Dalla Corte di Cassazione arriva un preciso monito per tutti i proprietari un pò "distratti" e poco attenti alla cura ed alla sorte dei nostri amici a quattro zampe. Un cacciatore del Leccese è stato condannato in via definitiva dagli "Ermellini" per il reato di abbandono di animali, previsto e punito dall'art. 727 del codice penale. Dato il dilagante malcostume, ancor più marcato nella stagione estiva, non ci sarebbe da stupirsi più di tanto se non per la particolare motivazione con cui il malcapitato è stato sanzionato.
Ed infatti, l'importante principio di diritto, enunciato dai Giudici della Terza Sezione Penale della Cassazione nella sentenza n. 18892/2011, afferma che omettere le ricerche dell'animale che si è smarrito equivale ad abbandonarlo.
Ricostruiamo brevemente il fatto. Il cane in questione veniva rinvenuto da un veterinario nei pressi della propria abitazione in condizioni di totale denutrizione e malato. Grazie alla presenza del microchip veniva individuato il proprietario, prontamente denunziato all'Autorità giudiziaria, tenuto conto della mancata presentazione da parte di quest'ultimo della denuncia di smarrimento.

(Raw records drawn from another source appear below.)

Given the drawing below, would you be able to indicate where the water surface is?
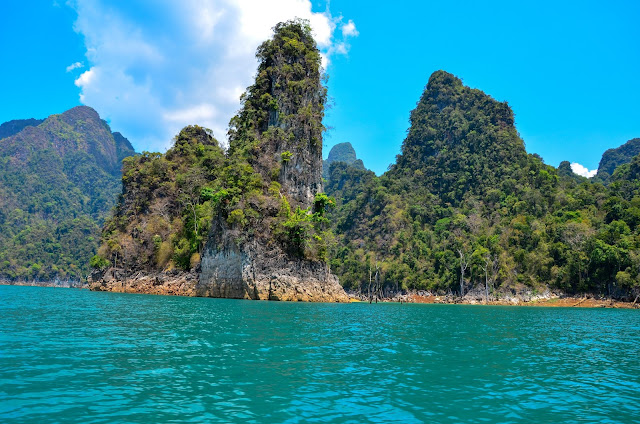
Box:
[0,286,640,423]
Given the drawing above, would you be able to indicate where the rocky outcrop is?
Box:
[196,243,349,302]
[89,268,198,296]
[91,21,348,302]
[197,22,348,302]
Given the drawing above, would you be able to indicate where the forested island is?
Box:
[0,21,640,302]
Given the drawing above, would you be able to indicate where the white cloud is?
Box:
[67,62,84,72]
[571,162,598,178]
[68,0,358,151]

Seguiva quindi il processo penale, conclusosi con la condanna definitiva del proprietario.
L'importanza del principio affermato dalla Cassazione stà tutto nell'ampliamento della condotta integrante il reato di abbandono di animali, includendovi anche la colpa intesa come indifferenza o inerzia nella ricerca immediata dell’animale.

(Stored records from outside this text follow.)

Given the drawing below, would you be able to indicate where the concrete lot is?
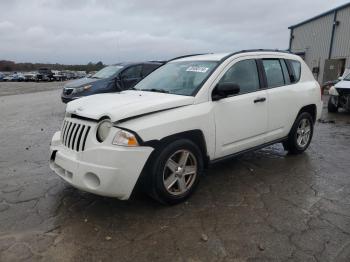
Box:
[0,83,350,261]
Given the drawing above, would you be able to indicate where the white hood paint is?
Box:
[334,80,350,88]
[66,90,194,122]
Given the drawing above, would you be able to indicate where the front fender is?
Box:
[328,86,339,96]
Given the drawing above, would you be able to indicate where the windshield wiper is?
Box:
[138,88,170,94]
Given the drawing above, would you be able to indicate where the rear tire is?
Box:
[147,139,204,205]
[283,112,314,154]
[328,96,338,113]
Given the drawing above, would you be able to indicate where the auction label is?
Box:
[186,66,209,73]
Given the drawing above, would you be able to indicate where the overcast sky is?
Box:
[0,0,348,64]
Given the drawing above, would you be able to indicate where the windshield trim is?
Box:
[135,60,220,97]
[90,65,124,79]
[190,60,221,97]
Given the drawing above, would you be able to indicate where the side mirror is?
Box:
[212,83,241,101]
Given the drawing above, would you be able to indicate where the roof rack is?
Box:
[167,53,210,62]
[147,60,167,64]
[221,49,293,61]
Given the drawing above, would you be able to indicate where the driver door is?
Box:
[213,59,268,158]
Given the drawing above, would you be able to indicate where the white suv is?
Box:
[50,50,322,204]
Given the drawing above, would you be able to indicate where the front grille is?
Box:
[336,87,350,96]
[63,88,73,96]
[61,120,91,152]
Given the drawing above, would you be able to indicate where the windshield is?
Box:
[344,72,350,81]
[92,66,123,79]
[135,61,218,96]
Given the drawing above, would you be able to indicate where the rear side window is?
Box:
[122,65,142,79]
[289,60,301,83]
[280,59,291,85]
[220,59,260,94]
[263,59,284,88]
[142,64,159,77]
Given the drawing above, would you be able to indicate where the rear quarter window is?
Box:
[288,60,301,83]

Colpa che non ricorre, per la punibilità dell’agente, soltanto con la volontarietà dell’abbandono ma anche con l’attuazione di comportamenti inerti incompatibili con la volontà di tenere con sé il proprio animale.
Tale indifferenza, in controtendenza con l’accresciuto senso di rispetto verso l’animale in genere, è avvertita nella coscienza sociale come una ulteriore manifestazione della condotta di "abbandono". Termine, quest'ultimo che va, dunque, interpretato in senso molto ampio e non rigidamente letterale in ossequio al significato etimologico del termine.

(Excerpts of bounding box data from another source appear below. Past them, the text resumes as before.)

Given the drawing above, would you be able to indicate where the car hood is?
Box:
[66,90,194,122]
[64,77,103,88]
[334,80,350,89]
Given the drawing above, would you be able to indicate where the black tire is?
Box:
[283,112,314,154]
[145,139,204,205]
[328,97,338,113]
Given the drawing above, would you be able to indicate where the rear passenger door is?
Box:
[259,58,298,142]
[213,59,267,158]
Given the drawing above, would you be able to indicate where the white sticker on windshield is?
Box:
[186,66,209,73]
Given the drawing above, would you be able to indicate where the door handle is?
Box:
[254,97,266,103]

Significato che non è unidirezionale, scrivono i Giudici, non potendosi quindi condividere la tesi di circoscrivere il significato della parola "abbandono" al concetto di distacco totale e definitivo della persona da un’altra persona o da una cosa, ben potendo, nel comune sentire, qualificarsi l’abbandono come senso di trascuratezza o disinteresse verso qualcuno o qualcosa; o, anche, mancanza di attenzione.
Del resto – sia pure con connotati diversi – il concetto penalistico di abbandono è ripreso anche dall’art. 591 c.p. in tema di abbandono di persone incapaci. E anche in tali casi per abbandono va inteso non solo il mero distacco ma anche l’omesso adempimento, da parte dell’agente, dei propri doveri di custodia e cura, ovvero la consapevolezza di lasciare il soggetto passivo in una situazione di incapacità di provvedere a sé stesso.
In definitiva, anche nella ipotesi dell’abbandono di animali – contemplata dal comma 1 dell’art. 727 c.p. – viene delineata in modi non dissimili la nozione di abbandono, da intendersi quindi non solo come precisa volontà di abbandonare (o lasciare) definitivamente l’animale, ma di non prendersene più cura ben consapevole della incapacità dell’animale di non poter più provvedere a sé stesso come quando era affidato alle cure del proprio padrone.
Il concetto della trascuratezza, intesa come vera e propria indifferenza verso l’altrui sorte, evoca quindi l’elemento della colpa che, al pari del dolo, rientra tra gli elementi costitutivi del reato contestato.